Podemos imaginar que no había ciudad en el mundo (además de Buenos Aires) que pudiera ser la casa de Maradona, si no Nápoles. Cuando desembarcó en Europa, lo llamó el Barcelona. Apenas había comenzado a jugar el campeonato cuando un adversario, que merece el anonimato, le quebró la pierna con una entrada asesina. Un equipo como el Barça no era para él ni él para el Barça. Tenía que ser Nápoles: la vibrante ciudad en donde se cruzan todas las culturas del mediterráneo, tan semejante en ello a la Argentina. La ciudad en donde nada es posible. La ciudad en donde todo es posible. Naturalmente, Maradona fue un napolitano de los Quarteri Spagnoli, donde la ropa tendida ondea en los balcones como bandera popular y la gente se habla de un balcón a otro. Una ciudad que hunde sus raíces en el mito órfico y explota en el populoso Edoardo de Filippo. Nadie más argentina que Filomena Marturano.
El declino de Maradona semeja al de una tragedia clásica: todo el mundo sabe que va a terminar mal. Él mismo lo sabe.

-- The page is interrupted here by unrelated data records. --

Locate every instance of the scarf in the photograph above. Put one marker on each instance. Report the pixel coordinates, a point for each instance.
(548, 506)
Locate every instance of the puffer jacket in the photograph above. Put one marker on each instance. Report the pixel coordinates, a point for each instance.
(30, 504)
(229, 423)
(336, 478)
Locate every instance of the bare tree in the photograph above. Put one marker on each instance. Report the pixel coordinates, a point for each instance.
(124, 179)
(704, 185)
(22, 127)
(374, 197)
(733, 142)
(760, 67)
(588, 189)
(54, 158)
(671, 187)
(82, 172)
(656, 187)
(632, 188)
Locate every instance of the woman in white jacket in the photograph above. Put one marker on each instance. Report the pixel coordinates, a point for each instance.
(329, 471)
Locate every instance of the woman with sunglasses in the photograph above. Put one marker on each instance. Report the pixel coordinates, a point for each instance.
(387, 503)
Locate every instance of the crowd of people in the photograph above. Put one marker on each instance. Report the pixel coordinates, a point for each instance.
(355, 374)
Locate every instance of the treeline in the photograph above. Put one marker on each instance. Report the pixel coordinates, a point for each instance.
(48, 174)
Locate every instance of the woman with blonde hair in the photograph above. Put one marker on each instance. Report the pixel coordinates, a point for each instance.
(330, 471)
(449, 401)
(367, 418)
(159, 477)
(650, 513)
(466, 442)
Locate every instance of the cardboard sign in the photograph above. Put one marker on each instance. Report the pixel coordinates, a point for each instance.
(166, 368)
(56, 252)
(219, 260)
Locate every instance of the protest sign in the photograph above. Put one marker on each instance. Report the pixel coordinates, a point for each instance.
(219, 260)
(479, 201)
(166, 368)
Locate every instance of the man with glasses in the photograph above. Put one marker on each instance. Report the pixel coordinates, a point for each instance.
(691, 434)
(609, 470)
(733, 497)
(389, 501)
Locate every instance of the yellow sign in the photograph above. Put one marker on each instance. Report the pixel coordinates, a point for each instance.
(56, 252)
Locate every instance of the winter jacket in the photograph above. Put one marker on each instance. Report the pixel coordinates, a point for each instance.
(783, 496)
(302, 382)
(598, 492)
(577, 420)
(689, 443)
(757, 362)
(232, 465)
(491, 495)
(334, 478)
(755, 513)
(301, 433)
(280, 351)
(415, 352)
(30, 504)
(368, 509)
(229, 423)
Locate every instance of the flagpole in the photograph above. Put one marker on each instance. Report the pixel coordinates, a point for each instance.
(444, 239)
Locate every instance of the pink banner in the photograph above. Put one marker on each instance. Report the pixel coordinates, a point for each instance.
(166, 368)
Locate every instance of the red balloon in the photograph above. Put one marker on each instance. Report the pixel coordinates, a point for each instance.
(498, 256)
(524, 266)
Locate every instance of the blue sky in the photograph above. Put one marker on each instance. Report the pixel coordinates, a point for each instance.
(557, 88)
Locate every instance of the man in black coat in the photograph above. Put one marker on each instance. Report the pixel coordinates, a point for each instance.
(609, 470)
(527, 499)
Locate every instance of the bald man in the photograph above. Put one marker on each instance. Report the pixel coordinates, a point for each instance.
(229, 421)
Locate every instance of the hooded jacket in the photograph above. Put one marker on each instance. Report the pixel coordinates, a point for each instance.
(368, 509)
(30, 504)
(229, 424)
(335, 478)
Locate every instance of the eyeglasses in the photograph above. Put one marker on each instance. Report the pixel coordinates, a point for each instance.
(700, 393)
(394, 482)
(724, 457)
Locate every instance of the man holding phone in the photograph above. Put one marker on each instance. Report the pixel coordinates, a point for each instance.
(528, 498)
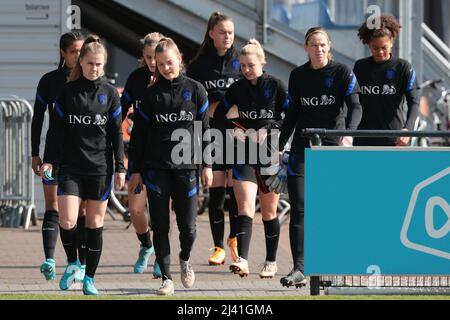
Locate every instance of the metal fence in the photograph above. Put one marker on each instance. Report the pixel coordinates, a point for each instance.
(16, 177)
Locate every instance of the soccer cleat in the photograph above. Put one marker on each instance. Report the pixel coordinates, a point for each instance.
(166, 288)
(80, 275)
(48, 269)
(232, 244)
(269, 270)
(141, 264)
(88, 286)
(240, 267)
(68, 277)
(156, 271)
(187, 274)
(294, 278)
(217, 257)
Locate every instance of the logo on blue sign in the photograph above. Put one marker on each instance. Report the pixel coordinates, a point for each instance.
(426, 227)
(187, 95)
(235, 64)
(102, 98)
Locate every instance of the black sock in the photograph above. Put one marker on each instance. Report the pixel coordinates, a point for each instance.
(162, 252)
(69, 241)
(216, 214)
(94, 250)
(244, 235)
(232, 210)
(272, 232)
(145, 239)
(81, 238)
(50, 229)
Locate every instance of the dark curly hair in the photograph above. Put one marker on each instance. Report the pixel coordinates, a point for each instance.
(390, 27)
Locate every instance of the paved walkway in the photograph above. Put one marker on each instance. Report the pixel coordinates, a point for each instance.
(21, 254)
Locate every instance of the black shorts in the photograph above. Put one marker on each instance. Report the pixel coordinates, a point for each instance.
(85, 187)
(219, 164)
(246, 172)
(54, 176)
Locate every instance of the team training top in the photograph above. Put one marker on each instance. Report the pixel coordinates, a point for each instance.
(166, 107)
(136, 84)
(87, 129)
(46, 93)
(384, 87)
(259, 106)
(216, 73)
(317, 101)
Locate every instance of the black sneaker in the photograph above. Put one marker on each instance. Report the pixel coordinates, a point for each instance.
(294, 278)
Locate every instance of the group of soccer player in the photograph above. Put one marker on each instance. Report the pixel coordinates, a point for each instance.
(219, 88)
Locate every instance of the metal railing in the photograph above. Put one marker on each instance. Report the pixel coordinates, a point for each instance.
(376, 284)
(16, 178)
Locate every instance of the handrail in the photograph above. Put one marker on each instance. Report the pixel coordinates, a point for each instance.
(316, 135)
(310, 133)
(436, 41)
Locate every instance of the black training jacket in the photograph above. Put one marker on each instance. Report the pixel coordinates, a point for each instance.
(260, 105)
(216, 73)
(87, 131)
(318, 99)
(384, 88)
(46, 93)
(166, 107)
(136, 84)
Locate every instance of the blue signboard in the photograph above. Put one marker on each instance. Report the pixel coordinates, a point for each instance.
(381, 209)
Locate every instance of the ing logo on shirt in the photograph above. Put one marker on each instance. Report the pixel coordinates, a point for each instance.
(174, 117)
(102, 98)
(267, 93)
(324, 100)
(255, 115)
(390, 74)
(377, 90)
(235, 64)
(328, 82)
(187, 95)
(98, 119)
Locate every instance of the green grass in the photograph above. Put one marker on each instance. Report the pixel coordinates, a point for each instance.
(306, 298)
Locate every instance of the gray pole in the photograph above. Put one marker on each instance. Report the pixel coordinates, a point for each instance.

El remolino de la droga se lo lleva hasta las profundidades de la abyección, la cocaína, el alcohol, las fiestas interminables con un contorno de cafishos y malevos. Todo el mundo le grita: “¡No. No lo hagas!”. Su esposa, sus hijas, sus mejores amigos. Millones de gente se adoloran de verlo convertido en un obeso repugnante. Y el héroe se levanta, se redime, comienza de nuevo. (Aparece, en escena, otro mito: Fidel Castro, una especie de Melquiades que escribe un manuscrito insalvable). Y cae otra vez. La cirugía, la ebriedad, la agonía interminable de este héroe que quiere y no quiere ese destino. Hasta el final, literario y descontado: los héroes mueren jóvenes o, quizá, siempre tenemos la impresión de que se van antes de tiempo.
Los dioses convocan a sus héroes. Eran nuestros, hace un momento, y regalaban una sensación de rescate a nuestra pobre precariedad. Cuando un héroe muere, una niebla de modesta mediocridad nos envuelve y nos encontramos solos, inermes, opacos, inmersos en la árida insipiencia de la vida cotidiana. De veras solos delante del implacable espejo de nuestros límites.